= Al-Ahram Center for Political and Strategic Studies =

Egyptian research institute specializing in political science

The al-Ahram Center for Political and Strategic Studies (ACPSS) is an Egyptian research institute specializing in political science created in 1968 as part of the al-Ahram Foundation.

==Independence==
In October 2019, during the Abdel Fattah el-Sisi presidency, Agence France Presse described APCSS as "state-supportive".

==Sociopolitical analyses==
The APCSS ran opinion polls to predict outcomes of the first round of the 2012 Egyptian presidential election on 23–24 May 2012, the first following the 2011 Egyptian revolution. Polls published by the APCSS on 14 and 19 May put Amr Moussa in the first place and Ahmed Shafik in second, without 32 and 23 percent of votes, respectively, both well ahead of Mohamed Morsi with 15 percent support. The polls did show Morsi's support increasing. The result was that Morsi received slightly more support than Shafik in the first round, and won the second-round election, becoming the first democratically elected president of Egypt.

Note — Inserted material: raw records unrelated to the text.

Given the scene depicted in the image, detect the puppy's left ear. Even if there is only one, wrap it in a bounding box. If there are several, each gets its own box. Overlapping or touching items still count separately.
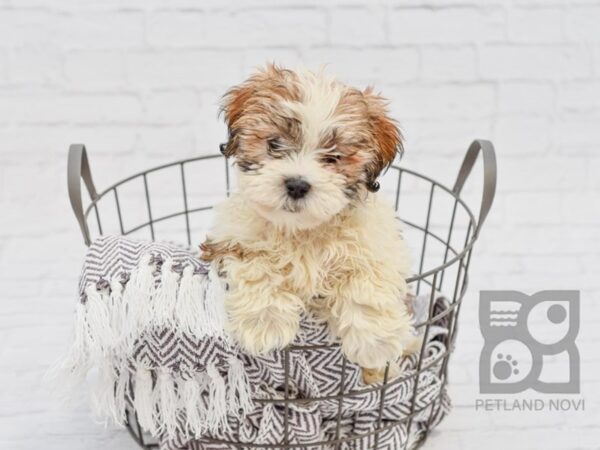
[363,87,403,192]
[220,78,254,157]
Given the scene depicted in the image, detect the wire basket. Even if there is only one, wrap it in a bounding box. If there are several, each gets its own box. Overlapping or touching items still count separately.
[68,140,496,450]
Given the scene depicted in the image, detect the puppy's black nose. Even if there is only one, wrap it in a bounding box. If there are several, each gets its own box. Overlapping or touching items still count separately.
[285,178,310,200]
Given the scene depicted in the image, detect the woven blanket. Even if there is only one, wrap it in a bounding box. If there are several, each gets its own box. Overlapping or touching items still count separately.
[54,236,450,450]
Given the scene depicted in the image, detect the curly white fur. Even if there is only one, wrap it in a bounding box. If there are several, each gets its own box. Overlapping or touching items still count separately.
[203,66,412,369]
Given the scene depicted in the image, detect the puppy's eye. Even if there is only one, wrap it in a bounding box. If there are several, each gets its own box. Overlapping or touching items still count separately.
[323,153,342,164]
[267,138,284,152]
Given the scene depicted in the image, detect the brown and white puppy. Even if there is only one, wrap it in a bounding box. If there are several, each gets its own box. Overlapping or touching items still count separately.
[202,65,413,376]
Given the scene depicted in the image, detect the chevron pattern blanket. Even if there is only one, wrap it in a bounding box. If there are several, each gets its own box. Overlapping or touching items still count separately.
[54,236,449,450]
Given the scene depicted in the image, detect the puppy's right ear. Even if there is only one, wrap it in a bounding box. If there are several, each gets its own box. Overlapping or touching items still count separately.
[220,82,253,157]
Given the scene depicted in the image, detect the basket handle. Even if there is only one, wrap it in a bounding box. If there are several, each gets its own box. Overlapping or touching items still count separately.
[67,144,98,247]
[452,139,497,237]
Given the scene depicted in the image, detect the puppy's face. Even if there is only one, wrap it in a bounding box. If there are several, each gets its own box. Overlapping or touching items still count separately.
[222,66,401,230]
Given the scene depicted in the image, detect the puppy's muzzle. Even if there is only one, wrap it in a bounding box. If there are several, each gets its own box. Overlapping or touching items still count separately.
[284,177,310,200]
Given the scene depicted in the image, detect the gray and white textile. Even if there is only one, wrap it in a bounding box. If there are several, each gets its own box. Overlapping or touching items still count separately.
[54,236,450,450]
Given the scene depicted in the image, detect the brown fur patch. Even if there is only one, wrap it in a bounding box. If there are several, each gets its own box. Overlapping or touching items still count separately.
[200,239,245,262]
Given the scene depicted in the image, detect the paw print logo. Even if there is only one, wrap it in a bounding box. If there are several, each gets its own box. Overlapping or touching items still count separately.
[479,291,579,394]
[493,353,519,380]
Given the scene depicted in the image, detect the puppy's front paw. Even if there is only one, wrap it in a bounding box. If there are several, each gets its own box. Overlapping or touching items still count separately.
[342,329,404,370]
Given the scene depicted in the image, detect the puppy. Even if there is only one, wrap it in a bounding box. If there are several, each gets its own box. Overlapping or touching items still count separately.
[201,65,413,373]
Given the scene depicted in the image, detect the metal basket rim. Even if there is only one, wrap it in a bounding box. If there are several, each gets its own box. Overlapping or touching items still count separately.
[84,153,478,283]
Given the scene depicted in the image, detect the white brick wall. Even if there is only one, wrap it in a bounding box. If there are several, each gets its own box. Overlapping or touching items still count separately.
[0,0,600,450]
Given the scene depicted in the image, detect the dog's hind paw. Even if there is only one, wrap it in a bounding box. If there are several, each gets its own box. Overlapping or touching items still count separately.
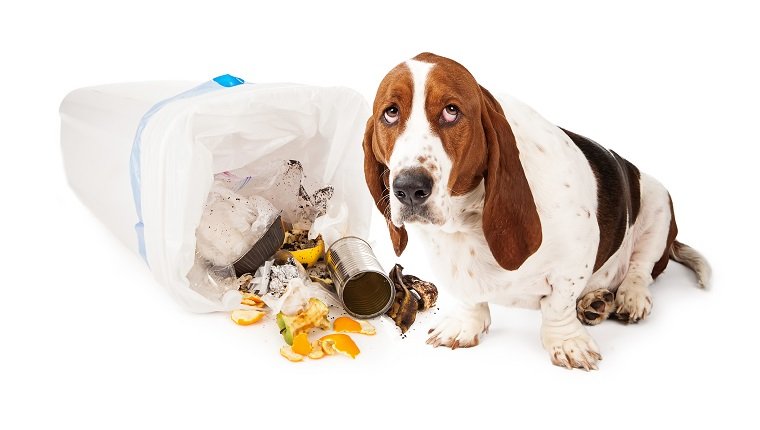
[427,303,491,349]
[576,290,615,325]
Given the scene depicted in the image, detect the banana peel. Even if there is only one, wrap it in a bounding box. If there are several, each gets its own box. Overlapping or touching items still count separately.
[277,297,330,345]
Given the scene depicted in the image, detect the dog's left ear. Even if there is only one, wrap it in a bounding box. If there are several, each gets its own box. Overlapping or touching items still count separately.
[362,117,409,256]
[480,87,542,270]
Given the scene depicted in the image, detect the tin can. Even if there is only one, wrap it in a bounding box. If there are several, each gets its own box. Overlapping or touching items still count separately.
[325,236,395,319]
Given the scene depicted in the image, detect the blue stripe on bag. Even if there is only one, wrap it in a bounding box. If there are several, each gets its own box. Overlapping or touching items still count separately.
[129,75,245,263]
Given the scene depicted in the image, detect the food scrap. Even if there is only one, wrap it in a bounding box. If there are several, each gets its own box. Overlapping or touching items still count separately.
[245,293,266,308]
[230,309,264,325]
[277,297,330,345]
[333,316,376,336]
[282,229,325,267]
[280,333,361,362]
[386,264,438,333]
[318,333,360,358]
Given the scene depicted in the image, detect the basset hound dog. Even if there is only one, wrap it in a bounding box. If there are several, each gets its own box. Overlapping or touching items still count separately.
[363,53,710,370]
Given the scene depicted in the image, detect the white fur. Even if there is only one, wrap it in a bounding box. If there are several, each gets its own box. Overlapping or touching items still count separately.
[388,60,452,227]
[390,61,670,370]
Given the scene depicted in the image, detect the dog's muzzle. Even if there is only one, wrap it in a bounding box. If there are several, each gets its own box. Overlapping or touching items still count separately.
[393,167,433,208]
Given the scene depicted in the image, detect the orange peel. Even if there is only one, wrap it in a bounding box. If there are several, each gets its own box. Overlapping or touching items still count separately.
[318,333,360,358]
[333,316,376,336]
[280,346,304,363]
[230,309,264,325]
[292,333,312,355]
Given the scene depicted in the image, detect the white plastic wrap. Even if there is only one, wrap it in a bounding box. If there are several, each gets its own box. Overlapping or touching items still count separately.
[61,82,372,312]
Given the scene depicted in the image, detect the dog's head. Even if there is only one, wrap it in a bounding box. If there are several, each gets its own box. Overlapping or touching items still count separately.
[364,53,541,270]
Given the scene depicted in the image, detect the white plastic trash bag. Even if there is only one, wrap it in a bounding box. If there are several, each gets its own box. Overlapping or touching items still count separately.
[60,75,372,312]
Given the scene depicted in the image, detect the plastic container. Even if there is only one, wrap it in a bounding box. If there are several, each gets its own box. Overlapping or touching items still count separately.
[60,76,372,312]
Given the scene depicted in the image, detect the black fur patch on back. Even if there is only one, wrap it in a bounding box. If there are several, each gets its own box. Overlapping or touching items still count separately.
[562,128,641,271]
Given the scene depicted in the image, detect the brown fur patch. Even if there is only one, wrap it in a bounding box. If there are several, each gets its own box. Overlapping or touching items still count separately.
[562,129,641,272]
[652,195,678,279]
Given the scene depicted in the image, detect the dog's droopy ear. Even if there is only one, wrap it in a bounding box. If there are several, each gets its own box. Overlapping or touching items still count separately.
[363,117,409,256]
[480,87,542,270]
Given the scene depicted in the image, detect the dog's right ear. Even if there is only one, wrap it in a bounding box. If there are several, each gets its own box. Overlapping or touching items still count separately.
[362,117,409,256]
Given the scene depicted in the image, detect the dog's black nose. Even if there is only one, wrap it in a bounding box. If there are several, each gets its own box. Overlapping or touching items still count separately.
[393,169,433,206]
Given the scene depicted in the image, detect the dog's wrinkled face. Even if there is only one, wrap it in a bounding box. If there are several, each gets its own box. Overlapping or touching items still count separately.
[368,54,487,227]
[363,53,541,270]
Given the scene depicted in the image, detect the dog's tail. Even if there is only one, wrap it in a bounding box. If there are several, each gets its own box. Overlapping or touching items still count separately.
[670,240,712,288]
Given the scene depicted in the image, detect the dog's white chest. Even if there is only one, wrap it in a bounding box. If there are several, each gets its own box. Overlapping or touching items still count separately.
[418,226,551,309]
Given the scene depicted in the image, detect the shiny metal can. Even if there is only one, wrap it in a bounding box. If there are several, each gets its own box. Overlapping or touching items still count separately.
[325,236,395,319]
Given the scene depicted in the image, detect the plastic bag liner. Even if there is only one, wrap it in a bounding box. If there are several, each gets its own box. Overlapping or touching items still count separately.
[60,76,372,312]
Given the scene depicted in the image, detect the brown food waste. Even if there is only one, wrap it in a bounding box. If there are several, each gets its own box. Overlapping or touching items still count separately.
[386,264,438,333]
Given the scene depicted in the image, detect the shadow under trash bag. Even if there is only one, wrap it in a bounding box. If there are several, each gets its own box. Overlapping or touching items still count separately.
[60,75,372,312]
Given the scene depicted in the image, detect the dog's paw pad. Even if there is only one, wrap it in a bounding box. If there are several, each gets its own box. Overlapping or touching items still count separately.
[576,290,615,325]
[610,288,652,324]
[427,315,491,349]
[547,335,602,371]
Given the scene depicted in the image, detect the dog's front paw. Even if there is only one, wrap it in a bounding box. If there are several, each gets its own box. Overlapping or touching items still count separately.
[427,303,491,349]
[610,286,652,324]
[543,330,602,371]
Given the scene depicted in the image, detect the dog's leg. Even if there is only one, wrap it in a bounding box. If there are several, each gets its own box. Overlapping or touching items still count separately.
[541,276,602,370]
[427,302,491,349]
[610,262,654,324]
[610,174,676,323]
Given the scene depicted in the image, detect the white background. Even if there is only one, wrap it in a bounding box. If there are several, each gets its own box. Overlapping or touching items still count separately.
[0,0,760,429]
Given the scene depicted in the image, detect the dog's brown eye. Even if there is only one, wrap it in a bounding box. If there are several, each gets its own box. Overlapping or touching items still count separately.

During the 2019 Egyptian protests of September 2019, former member of parliament and member of the APCSS Amr el-Shobaki commented on the role of the Muslim Brotherhood, of which former President Morsi had been a prominent member, in the protests. El-Shobaki said that after the 2013 Egyptian coup d'état that had overthrown Morsi, the Brotherhood remained weakened and was neither the organizer nor a participant in the 20 September protests.